What I found was that the list of IDs was being stored in a table without a clustered index. A heap. Now – I’m not opposed to heaps at all. Heaps are often very good, and shouldn’t be derided. But you need to understand something about heaps – which is that they’re not suited to tables that have a large amount of deletes. Every time you insert a row into a heap, it goes into the first available slot on the last page of the heap. If there aren’t any slots available, it creates a new page, and the story continues. It doesn’t keep track of what’s happened earlier. They can be excellent for getting data in – and Lookups are very quick because every row is addressed by the actual Row ID, rather than some key values which then require a Seek operation to find them (that said, it’s often cheap to avoid Lookups, by adding extra columns to the Include list of a non-clustered index). But because they don’t think about what kind of state the earlier pages might be in, you can end up with heaps that are completely empty, a bunch of pointers from page to page, with header information, but no actual rows therein. If you’re deleting rows from a heap, this is what you’ll get.
This guy’s heap had only a few rows in it. 8 in fact, when I looked – although I think a few moments later those 8 had disappeared, and were replaced by 13 others.
But the table was more than 400MB in size. For 8 small rows.
At 8kB per page, that’s over 50,000 pages. So every time the table was scanned, it was having to look through 50,000 pages.
When it had been a temporary table, a new table was created every time. The rows would typically have fitted on one or two pages, and then at the end, the temporary table would’ve disappeared. But I think multiple processes were needing to look at the list, so making sure it wasn’t bound to a single session might’ve been useful. I wasn’t going to judge, only to offer a solution. My solution was to put a clustered index in place. I could’ve suggested they rebuild the heap regularly, which would’ve been a quick process run as often as they liked – but a clustered index was going to suit them better. Compared to single-page heap, things wouldn’t’ve been any faster, but compared to a large empty heap, Selects and Deletes would’ve been much faster. Inserts are what heaps do well – but that wasn’t a large part of the process here.

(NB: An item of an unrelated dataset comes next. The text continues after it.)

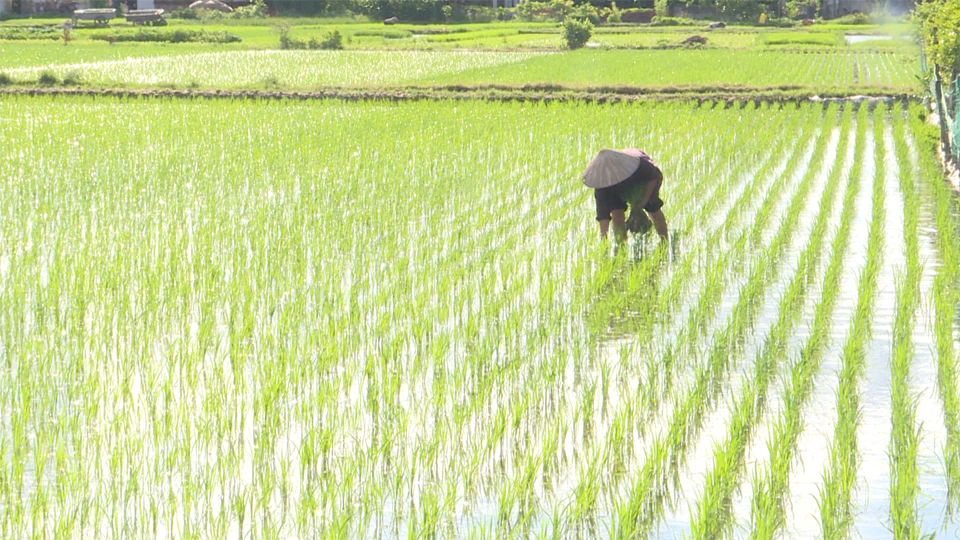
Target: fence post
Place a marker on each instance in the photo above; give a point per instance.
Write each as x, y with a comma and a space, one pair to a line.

You see, a clustered index maintains a b-tree of data. The very structure of an index needs to be able to know what range of rows are on each page. So if all the rows on a page are removed, this is reflected within the index, and the page can be removed. This is something that is done by the Ghost Cleanup process, which takes care of actually deleting rows within indexes to reduce the effort within the transaction itself, but it does still happen. Heaps don’t get cleaned up in the same way, and can keep growing until they get rebuilt.
Sadly, this is the kind of problem that people can face all the time – the system worked well at first, testing didn’t show any performance problems, the scale of the system hasn’t changed, but over time it just starts getting slower. Defragmenting heaps is definitely worth doing, but better is to find those heaps which fragment quickly, and turn them into clustered indexes.
…but while I hope you never come across heaps that have grown unnecessarily, my biggest hope is that you be very careful about publicly discussing situations you’ve seen at customers.